The embodiment of the invention also provides a multi-modal image classification system, which comprises computer equipment; the computer device is configured or programmed for performing the steps of the above-described embodiment method.

In the invention, the computer equipment can be a microprocessor, an upper computer and other equipment.

Claims

1. A method of multi-modal image classification, comprising the steps of:

2. The multi-modal image classification method according to claim 1, wherein in step S1, the fully connected hierarchy and the classification hierarchy of the ResNet50 network are removed, and the remaining cascaded residual modules constitute the single-modal network channel.

3. The multi-modal image classification method according to claim 1, wherein the step S2 is implemented by the following steps:

respectively and sequentially performing convolution operation on the single-mode image features extracted by the 1 st order residual error modules of all single-mode channels in the single-mode network model, and respectively inputting the results of the convolution operation into a Softmax activation function to obtain a spatial attention vector; multiplying the spatial attention vector by the single-mode image features extracted by each 1 st order residual error module to obtain 1 st order fusion features, performing convolution operation on the fusion features, and inputting the result of the convolution operation into a Sigmoid activation function to obtain a 1 st order fusion mode network model;

for the nth order residual error module, respectively and sequentially performing convolution operation on the single-mode image features extracted by each nth order residual error module of all single-mode channels in the single-mode network model, and respectively inputting the result of each convolution operation into a Softmax activation function to obtain a spatial attention vector; multiplying the space attention vector by the single-mode image features extracted by each nth-order residual error module to obtain nth-order fusion features; splicing the nth order fusion characteristic and the (n-1) th order fusion characteristic, performing convolution operation on the spliced fusion characteristic, and inputting a convolution operation result into a Sigmoid activation function to obtain an nth order fusion modal network model; wherein n is greater than 1; and the final-order converged modal network model is a converged modal network model.

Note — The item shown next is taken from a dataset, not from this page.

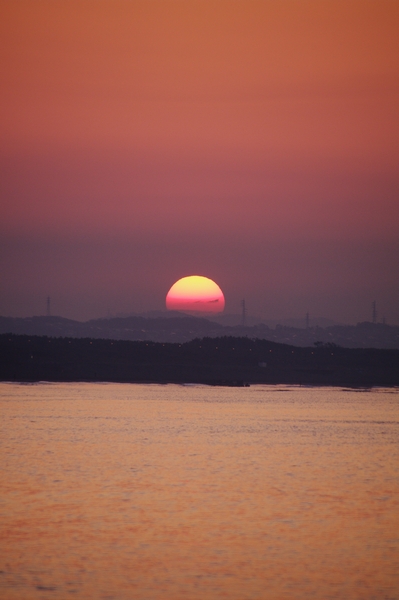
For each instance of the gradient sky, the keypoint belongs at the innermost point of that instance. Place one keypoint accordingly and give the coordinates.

4. The multi-modal image classification method according to any one of claims 1 to 3, wherein the step S3 is implemented by: respectively calculating the output of a single-mode network model and the difference score between the output of a fusion-mode network model and an actual sample through cosine distance similarity, converting the difference score into consistency weight distribution by using a Tanh activation function, and then normalizing the consistency weight distribution by using a SpftMax function so as to obtain consistency weight parameters of different models in the fusion process; respectively calculating a first difference value of the single-mode image features output by the single-mode network model and the actual label category and a second difference value of the fusion mode feature output result output by the fusion mode network model and the actual label category according to the consistency weight parameters, taking the sum of squares of the first difference value and the second difference value as a loss function of network training, minimizing the loss function through a self-adaptive gradient descent method, updating network model parameters, obtaining a trained network model, and obtaining a classification model.

5. The multi-modal image classification method according to any one of claims 1 to 3, wherein the number of the single-modal network channels is 2.

6. A multi-modal image classification system comprising a computer device; the computer device is configured or programmed for carrying out the steps of the method according to one of claims 1 to 5.